I want to bash down the door and save her. But I wouldn't know what to do if I were standing in front of her. We're not a hugging family. We've never been demonstrative except in our anger, our joy, our laughter. Never in the deep, abiding ways to express real love. We're love-challenged. As soon as you walk in the house, there's a row of crutches lined up against the wall with everybody's name on one. It's how we manage our missing love limbs. So much comes to me now that she's dead. I'm on the other side of the door, waiting, with my ear cocked expectantly.

"What am I going to do, Stephen? What am I going to do?"

"I don't know. Move?"

"No, I can't go anywhere. How does the neighborhood look, here in heaven?"

"The same as in hell."

"Good one, my son. Good one."

"It's a trim neighborhood, you know. Everybody is keeping up their lawn. Nobody needs to paint the house. Henry could use some tar on the driveway, whatever you call it. But he's still got his damn Cadillac, ha? It's looking spic and span as ever, Mom."

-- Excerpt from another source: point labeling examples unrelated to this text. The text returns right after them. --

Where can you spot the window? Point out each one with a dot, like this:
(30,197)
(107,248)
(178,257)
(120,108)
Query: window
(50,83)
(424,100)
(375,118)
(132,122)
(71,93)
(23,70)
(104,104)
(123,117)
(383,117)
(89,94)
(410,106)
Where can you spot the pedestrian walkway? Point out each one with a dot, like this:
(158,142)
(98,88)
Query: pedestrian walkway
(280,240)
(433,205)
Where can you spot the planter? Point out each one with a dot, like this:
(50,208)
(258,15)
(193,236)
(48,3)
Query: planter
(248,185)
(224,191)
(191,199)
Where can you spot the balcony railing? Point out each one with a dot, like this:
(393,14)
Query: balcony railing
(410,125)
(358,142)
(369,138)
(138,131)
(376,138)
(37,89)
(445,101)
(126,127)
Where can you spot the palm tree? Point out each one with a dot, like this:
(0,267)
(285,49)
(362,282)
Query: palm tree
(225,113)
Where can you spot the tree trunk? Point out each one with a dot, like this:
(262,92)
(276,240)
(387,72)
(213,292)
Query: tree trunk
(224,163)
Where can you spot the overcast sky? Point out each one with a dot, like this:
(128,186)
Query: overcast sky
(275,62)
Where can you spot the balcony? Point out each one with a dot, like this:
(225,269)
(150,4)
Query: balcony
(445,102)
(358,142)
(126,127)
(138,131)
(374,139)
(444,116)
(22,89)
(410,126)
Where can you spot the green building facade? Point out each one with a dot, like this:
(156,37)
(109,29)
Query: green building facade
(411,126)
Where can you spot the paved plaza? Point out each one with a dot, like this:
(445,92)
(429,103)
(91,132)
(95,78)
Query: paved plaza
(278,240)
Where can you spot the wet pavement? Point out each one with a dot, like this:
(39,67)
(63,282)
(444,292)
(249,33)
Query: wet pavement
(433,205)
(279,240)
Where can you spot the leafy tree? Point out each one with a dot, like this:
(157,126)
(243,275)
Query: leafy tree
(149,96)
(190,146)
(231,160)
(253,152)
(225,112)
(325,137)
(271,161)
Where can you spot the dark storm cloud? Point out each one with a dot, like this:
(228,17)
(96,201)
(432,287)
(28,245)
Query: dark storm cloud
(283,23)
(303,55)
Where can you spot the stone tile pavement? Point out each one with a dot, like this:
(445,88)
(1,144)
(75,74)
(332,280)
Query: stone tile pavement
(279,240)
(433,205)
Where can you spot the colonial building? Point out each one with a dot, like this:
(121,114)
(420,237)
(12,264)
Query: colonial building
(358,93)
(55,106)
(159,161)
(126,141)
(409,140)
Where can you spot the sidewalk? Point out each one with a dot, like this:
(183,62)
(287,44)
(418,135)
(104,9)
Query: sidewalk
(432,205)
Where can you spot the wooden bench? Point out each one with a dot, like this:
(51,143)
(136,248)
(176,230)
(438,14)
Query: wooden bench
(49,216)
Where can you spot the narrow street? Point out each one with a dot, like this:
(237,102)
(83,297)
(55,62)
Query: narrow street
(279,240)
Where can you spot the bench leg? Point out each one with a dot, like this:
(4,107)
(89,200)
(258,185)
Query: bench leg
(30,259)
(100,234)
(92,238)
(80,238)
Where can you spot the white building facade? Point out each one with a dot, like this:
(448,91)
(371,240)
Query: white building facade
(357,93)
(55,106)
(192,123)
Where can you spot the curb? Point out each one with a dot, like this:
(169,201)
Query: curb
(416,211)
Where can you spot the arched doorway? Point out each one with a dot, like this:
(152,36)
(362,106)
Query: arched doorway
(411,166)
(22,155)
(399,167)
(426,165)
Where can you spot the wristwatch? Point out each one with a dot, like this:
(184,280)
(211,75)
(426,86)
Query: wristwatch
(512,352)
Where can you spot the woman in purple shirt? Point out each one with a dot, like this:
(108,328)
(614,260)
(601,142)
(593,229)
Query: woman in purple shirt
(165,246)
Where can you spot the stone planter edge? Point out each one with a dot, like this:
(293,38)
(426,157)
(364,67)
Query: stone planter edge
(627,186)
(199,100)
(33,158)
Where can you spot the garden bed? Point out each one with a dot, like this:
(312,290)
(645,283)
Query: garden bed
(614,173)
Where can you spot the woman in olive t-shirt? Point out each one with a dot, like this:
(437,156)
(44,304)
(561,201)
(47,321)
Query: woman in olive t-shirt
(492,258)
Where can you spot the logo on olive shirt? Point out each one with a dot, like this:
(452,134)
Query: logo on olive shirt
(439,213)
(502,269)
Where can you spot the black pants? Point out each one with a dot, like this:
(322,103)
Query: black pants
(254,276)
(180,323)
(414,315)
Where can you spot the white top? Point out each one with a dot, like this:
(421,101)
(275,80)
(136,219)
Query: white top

"What are the Lozanos driving?"

"A Buick. I see the top over the fence."

"Should I come out, Stephen? Is it time?"

"Are you dressed for a public appearance, Mom? There might be angels and who knows what floating around us."

"Are you dead too, Stephen? Are you sure you're not dead?"

"I'm positive, Mom."

"We were all dead, weren't we? For our whole lives," she says.

"Me more than you, Mom. I've been dead since my teen years. You know, other stuff made me a corpse before my time. Oh, don't sound so worried, sighing back there." [End Page 94]

"Well, I can't help it. I know you're not exaggerating."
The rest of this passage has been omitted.